Updated Nov. 28 at 3:23 p.m.
Developers of Wolf Lakes Village—the proposed mixed-use project at I-35 and Hwy. 29 that could eventually add more than 5 million square feet of new development in Georgetown—are seeking a tax-funding arrangement with the city and Williamson County that would help pay for up to $130 million in infrastructure additions on the property as it builds out over the next several decades.
Georgetown City Council voted 5-0 on Nov. 27 to give initial approval for a tax increment reinvestment zone, or TIRZ, at Wolf Lakes Village. The council also unanimously approved an initial vote to turn the 164-acre Wolf Lakes Village property into a planned unit development. Council members John Hesser and Valerie Nicholson were absent.
Both matters will need second council votes before they become official.
A TIRZ designation lets private developers and local governments take advantage of tax increment financing, a funding model spelled out in Chapter 311 of the Texas Tax Code that allows cities to use property tax revenue to reimburse developers for building public infrastructure improvements such as roads, water lines, parks and trails. The mechanism is meant to help cities add infrastructure in less-developed areas and reduce the cost of private development, according to the Texas Comptroller of Public Accounts.
Wolf Lakes Village would become the city’s fifth TIRZ, joining the Downtown Georgetown, Rivery Park, South Georgetown and Williams Drive Gateway zones.
Iva Wolf McLachlan and Donald McLachlan of Wolf Lakes LP plan for Wolf Lakes Village to include a mix of commercial and residential projects, combining homes, shops, restaurants and offices in a single community linked by stone streets, three lakes, a central plaza and arched bridges. The property, which is part of the Wolf family’s original 1,000 acres of land in the Georgetown area, could eventually include up to 2,500 residential units as well as space for several corporate campuses.

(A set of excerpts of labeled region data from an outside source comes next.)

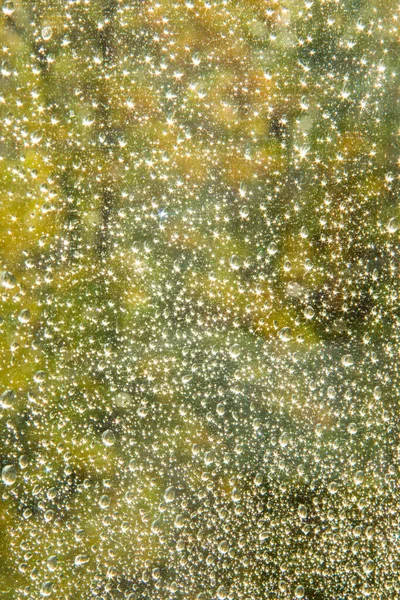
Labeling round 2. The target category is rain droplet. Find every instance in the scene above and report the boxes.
[42,25,53,42]
[1,465,17,485]
[101,429,115,446]
[328,481,339,495]
[3,0,15,17]
[229,344,240,358]
[342,354,354,367]
[297,504,307,519]
[294,585,305,598]
[229,254,240,271]
[267,242,278,256]
[279,327,292,342]
[164,486,175,503]
[279,432,290,448]
[0,390,15,408]
[386,217,399,233]
[1,271,17,289]
[18,308,31,323]
[354,471,364,485]
[40,581,53,596]
[217,585,228,600]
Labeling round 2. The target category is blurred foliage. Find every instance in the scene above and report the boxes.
[0,0,400,600]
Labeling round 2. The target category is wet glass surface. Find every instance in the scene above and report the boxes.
[0,0,400,600]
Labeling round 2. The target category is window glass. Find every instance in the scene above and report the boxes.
[0,0,400,600]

“Our objective and vision for the Wolf Lakes land is to do something extraordinary.” Iva Wolf McLachlan told council members Nov. 27. “We believe Wolf Lakes Village will be a tremendous economic engine for this already extraordinary city.”
An initial phase of the project is anticipated to start in 2019, although there is no timeframe for the start of commercial development on the property, Georgetown Assistant City Manager Laurie Brewer said.
According to the proposed TIRZ agreement, Georgetown would cover an estimated $110 million in property tax reimbursement for infrastructure additions paid by Wolf Lakes LP over the course of 30 years. Williamson County would chip in about $19 million in reimbursement over 20 years.
Reimbursements would not start until at least 150,000 square feet of commercial development in Wolf Lakes Village receives building permits, Brewer said.
The county’s involvement would need approval from its Commissioners Court, which Brewer said would consider an interlocal agreement with the city on the arrangement in December.
Wolf Lakes LP estimates Wolf Lakes Village’s property value could reach $1.7 billion by 2050, compared to an estimated $460 million in value if the property was built up as a more traditional development.
Correction: A previous version of this story incorrectly reported Wolf Lakes Village’s estimated future property value as estimated future property revenue the development could generate.